Big Data/Machine Learning/AI
Machine Learning for Predicting Neonatal Prematurity in Seven Low- and Middle-Income Countries: Analysis of the Maternal Newborn Health Registry (MNHR) Pregnancy Outcomes Marianna Gerardo Hidalgo Santos Jorge Leite* Marianna Gerardo Hidalgo Santos Jorge Leite Gabriel Ferreira dos Santos Silva Fabiano Novaes Barcelos Carine Savalli Alexandre Chiavegatto Filho
Introduction: Preterm birth rates in developing nations contribute significantly to newborn mortality, largely attributed to preventable health conditions. Addressing this issue requires early intervention through health and public policies targeting high-risk pregnancies. Artificial Intelligence, specifically machine learning, has gained traction for predictive modeling in healthcare. The efficacy and generalizability of these algorithms hinge on leveraging routinely-collected data to identify pregnancies at risk for preterm birth.
Methods: We analyzed Global Network Maternal Newborn Health Registry (MNHR) data from 2017 to 2019 across seven low- and middle-income countries, encompassing 138,303 pregnancies and reporting term or preterm outcomes. Initially selecting 47 variables available at 20 weeks, we employed Boruta algorithm-based feature selection, identifying 19 variables for model training. Target encoding and z-score normalization were applied to qualitative and quantitative variables, respectively. Popular machine learning algorithms—XGBoost, Catboost, LightGBM, and Random Forest—were tested on a 30% test set.
Results: CatBoostClassifier yielded an Area Under the Curve (AUC)of 0.7599 (Sensitivity: 0.9882, Specificity: 0.1390). Site-specific analysis revealed superior performance of LGBMClassifier in site 2, the Democratic Republic of Congo (AUC = 0.7829, Sensitivity= 0.2385, Specificity= 0.9732) and site 8, Belagavi, India (AUC=0.7863, Sensitivity: 0.2412, Specificity: 0.9868). Key predictive variables included the number of antenatal visits, early enrollment for follow-up, and antenatal care in the first trimester.

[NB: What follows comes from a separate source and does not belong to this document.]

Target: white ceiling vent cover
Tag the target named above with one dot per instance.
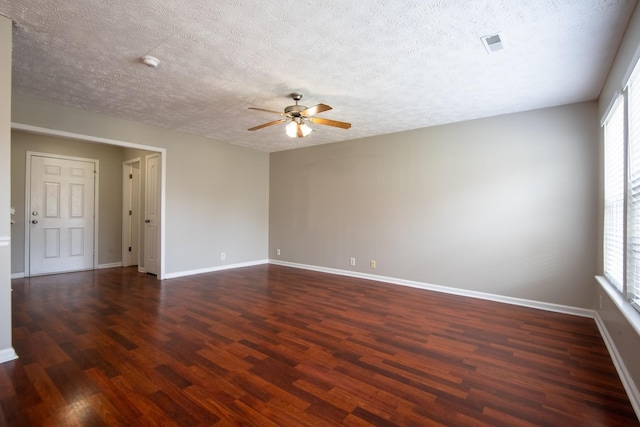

Conclusion: Machine learning algorithms effectively predicted prematurity using 20-week pregnancy data from seven low- and middle-income countries. These tools can aid in identifying mothers at risk for premature delivery, especially in low-income regions. Further research should validate this methodology in diverse settings with similar routinely collected data.